Le journal en ligne « Mediapart », sous la plume de Ludovic Lamant, note :

« Sur le terrain, la multiplication des annonces de plans sociaux n’a pas entraîné de regain de mobilisation syndicale. Le front des grandes centrales du pays a bien réuni plusieurs dizaines de milliers de manifestants dans les rues de la capitale belge le 29 septembre, mais la grève générale du 7 octobre a, elle, étrangement été reportée. Les grèves générales massivement suivies qui avaient mis la Belgique à l’arrêt fin 2014, en réaction aux premières annonces du gouvernement de Charles Michel à peine arrivé, semblent bien loin. Pourtant, la colère est palpable. Dans les sondages, le Parti du travail de Belgique (PTB) est à la hausse (entre 10 et 11 % dans les sondages), en Wallonie comme à Bruxelles, contestant l’hégémonie du PS pourtant lui aussi dans l’opposition à l'échelle fédérale. »

La mobilisation du 7 octobre devant le siège d'ING avenue Marnix à Bruxelles est impressionnante !

La mobilisation du 7 octobre devant le siège d'ING avenue Marnix à Bruxelles est impressionnante !

Alors qu’on n’a plus connu en Belgique de plans sociaux d’une telle ampleur depuis la crise de la sidérurgie à la fin du XXe siècle, on observe que les organisations syndicales sont plutôt passives face à cette catastrophe sociale. Certes, la manifestation du 29 septembre fut une réussite, mais on dirait que ce genre de manif « promenade » au centre de Bruxelles fait désormais partie des habitudes.
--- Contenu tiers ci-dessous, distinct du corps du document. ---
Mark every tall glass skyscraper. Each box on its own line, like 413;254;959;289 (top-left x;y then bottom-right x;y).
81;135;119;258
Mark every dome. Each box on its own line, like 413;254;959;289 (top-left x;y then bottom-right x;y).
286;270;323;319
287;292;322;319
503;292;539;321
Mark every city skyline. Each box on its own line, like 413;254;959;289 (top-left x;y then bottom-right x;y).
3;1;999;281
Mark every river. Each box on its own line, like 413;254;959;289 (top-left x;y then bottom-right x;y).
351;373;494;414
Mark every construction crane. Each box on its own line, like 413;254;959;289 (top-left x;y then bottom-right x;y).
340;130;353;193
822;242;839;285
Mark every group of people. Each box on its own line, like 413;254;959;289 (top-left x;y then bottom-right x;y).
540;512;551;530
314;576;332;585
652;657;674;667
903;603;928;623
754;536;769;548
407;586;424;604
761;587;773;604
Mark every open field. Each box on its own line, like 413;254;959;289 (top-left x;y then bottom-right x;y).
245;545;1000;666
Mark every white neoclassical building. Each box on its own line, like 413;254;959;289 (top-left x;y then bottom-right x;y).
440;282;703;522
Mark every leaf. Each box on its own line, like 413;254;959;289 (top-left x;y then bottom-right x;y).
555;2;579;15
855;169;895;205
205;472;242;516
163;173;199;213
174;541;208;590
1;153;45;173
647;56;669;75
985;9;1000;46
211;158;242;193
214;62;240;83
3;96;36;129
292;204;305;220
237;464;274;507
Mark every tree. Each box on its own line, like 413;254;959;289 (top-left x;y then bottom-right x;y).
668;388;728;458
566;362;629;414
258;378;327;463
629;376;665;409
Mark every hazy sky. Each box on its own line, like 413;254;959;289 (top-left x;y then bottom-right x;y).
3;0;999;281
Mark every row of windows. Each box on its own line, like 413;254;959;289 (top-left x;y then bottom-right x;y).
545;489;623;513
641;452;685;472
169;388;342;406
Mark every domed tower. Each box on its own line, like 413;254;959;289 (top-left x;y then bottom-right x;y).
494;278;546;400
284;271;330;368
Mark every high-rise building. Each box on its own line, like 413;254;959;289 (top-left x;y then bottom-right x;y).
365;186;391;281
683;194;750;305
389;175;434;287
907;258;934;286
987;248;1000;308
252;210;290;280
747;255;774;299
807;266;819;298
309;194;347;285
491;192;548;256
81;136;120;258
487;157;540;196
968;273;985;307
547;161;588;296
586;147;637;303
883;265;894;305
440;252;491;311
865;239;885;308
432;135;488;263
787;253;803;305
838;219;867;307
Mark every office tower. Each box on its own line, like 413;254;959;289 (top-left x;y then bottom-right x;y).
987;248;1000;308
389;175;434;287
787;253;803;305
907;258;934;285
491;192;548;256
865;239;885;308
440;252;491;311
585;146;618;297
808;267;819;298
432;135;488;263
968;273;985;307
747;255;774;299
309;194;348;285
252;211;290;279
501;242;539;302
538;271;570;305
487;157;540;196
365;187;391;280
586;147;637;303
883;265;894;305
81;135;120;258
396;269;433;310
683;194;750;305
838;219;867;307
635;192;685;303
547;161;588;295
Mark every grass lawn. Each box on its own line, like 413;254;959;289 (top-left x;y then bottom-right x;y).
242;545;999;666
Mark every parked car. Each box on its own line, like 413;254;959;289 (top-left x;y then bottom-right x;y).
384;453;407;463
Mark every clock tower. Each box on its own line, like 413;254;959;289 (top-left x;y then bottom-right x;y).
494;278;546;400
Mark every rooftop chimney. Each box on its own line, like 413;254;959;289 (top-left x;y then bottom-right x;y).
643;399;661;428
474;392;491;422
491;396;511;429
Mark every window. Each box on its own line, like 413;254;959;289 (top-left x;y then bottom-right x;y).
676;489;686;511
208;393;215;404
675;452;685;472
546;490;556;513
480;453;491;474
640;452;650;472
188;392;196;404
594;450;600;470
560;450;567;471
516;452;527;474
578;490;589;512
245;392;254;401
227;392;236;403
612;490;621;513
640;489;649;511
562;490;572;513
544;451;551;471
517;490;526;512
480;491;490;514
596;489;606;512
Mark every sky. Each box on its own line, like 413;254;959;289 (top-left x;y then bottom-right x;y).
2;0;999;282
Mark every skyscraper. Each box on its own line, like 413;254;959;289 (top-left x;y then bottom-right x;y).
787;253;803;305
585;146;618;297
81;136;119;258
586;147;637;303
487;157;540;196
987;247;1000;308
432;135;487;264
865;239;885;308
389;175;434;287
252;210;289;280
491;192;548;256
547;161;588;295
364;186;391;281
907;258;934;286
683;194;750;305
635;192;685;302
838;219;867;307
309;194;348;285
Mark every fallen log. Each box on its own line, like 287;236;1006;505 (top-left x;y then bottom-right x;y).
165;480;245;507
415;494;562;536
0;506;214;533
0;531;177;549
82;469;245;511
Cela n’a donné aucune suite. La concertation sociale est bloquée. Et les leaders syndicaux autrefois si prompts à s’épancher dans les médias, se taisent ou sont d’une modération qui ne leur est pas coutumière.

La mobilisation des travailleurs d'ING n'empêche pas m'humour.

La mobilisation des travailleurs d'ING n'empêche pas m'humour.

Mais c’est la base qui bouge, comme on le voit ce 7 octobre ! Les dirigeants syndicaux vont être forcés d’en tenir compte.

Si la mobilisation n’est pas générale, elle est malgré tout réelle et très ferme et concerne des travailleurs du secteur privé et du secteur non marchand en plus de ceux du secteur public. La nervosité, aussi, est plus grande. Cela, à cause de la politique de pourrissement menée par le gouvernement et le patronat. Aussi, grâce à la base, le rapport de forces pourrait changer de camp.

Les travailleurs manifestent devant les usines. La base se mobilise !

Les travailleurs manifestent devant les usines. La base se mobilise !

Alors, si en haut, ça a l’apparence du calme, en bas, c’est très agité et cela ne s’arrêtera pas tant que des propositions concrètes et crédibles ne seront pas déposées sur la table.